A Mitsui O.S.K. Lines (MOL) container ship docks at a marine terminal in Tokyo on October 31, 2016.
Akio Kon – Bloomberg – Getty Images
Shares in Japanese shipping company Mitsui O.S.K. Lines soared more than 11% to a record high on Wednesday after activist investor Elliott Investment Management said it had acquired a “substantial” stake in the company.
Mr Elliott said he was confident in the Japanese shipping company’s long track record and position as one of the world’s largest diversified ocean-going vessel owners.
“Despite this strong market position and high-quality assets, the market significantly undervalues the business,” the investment firm said in a statement, adding that it sees an opportunity to engage constructively with Mitsui & Co.’s management to ensure its next medium-term plan is sufficiently ambitious, improve market perception, and derive a higher valuation.
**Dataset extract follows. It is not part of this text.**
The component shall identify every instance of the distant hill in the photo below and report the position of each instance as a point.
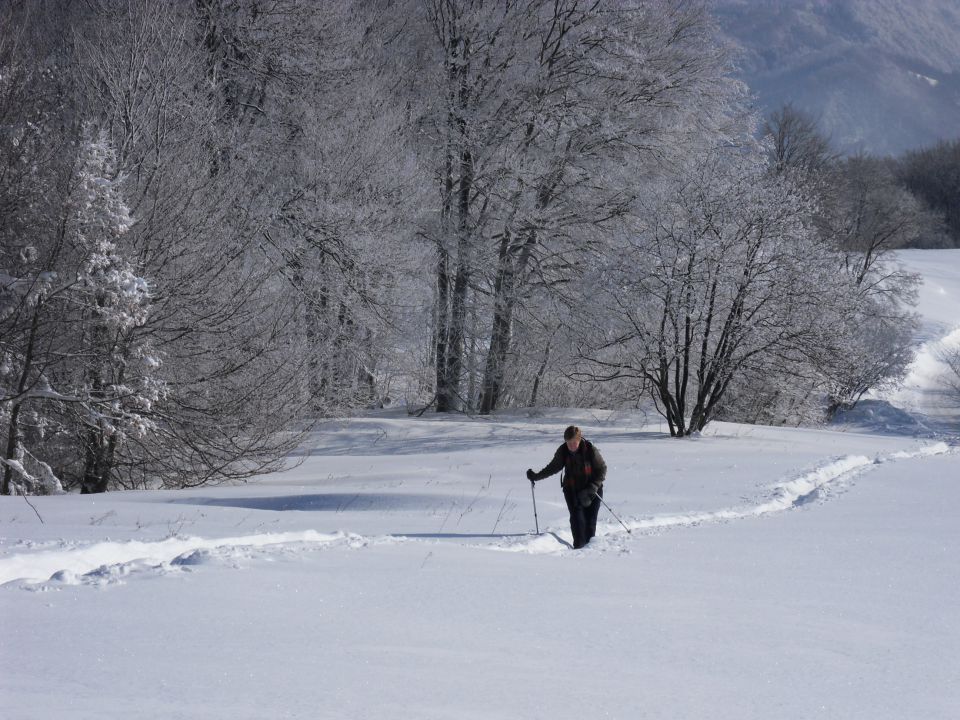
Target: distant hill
(882, 76)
Mitsui O.S.K. Lines reported a slight increase in sales in its latest financial results, but a sharp decline in profits, reflecting weak earnings across its major shipping division. Sales for the nine months ended December rose 2% year-on-year to 1.35 trillion yen ($8.49 billion), but operating profit fell more than 16% to 102.7 billion yen.
This decline was due to lower profitability in several core businesses, particularly product transportation and container shipping, where lower freight rates and increased vessel supply significantly reduced profits.
The shipper’s stock price has risen more than 48% since the beginning of the year.
Elliott Investment Management manages approximately $79.8 billion in assets.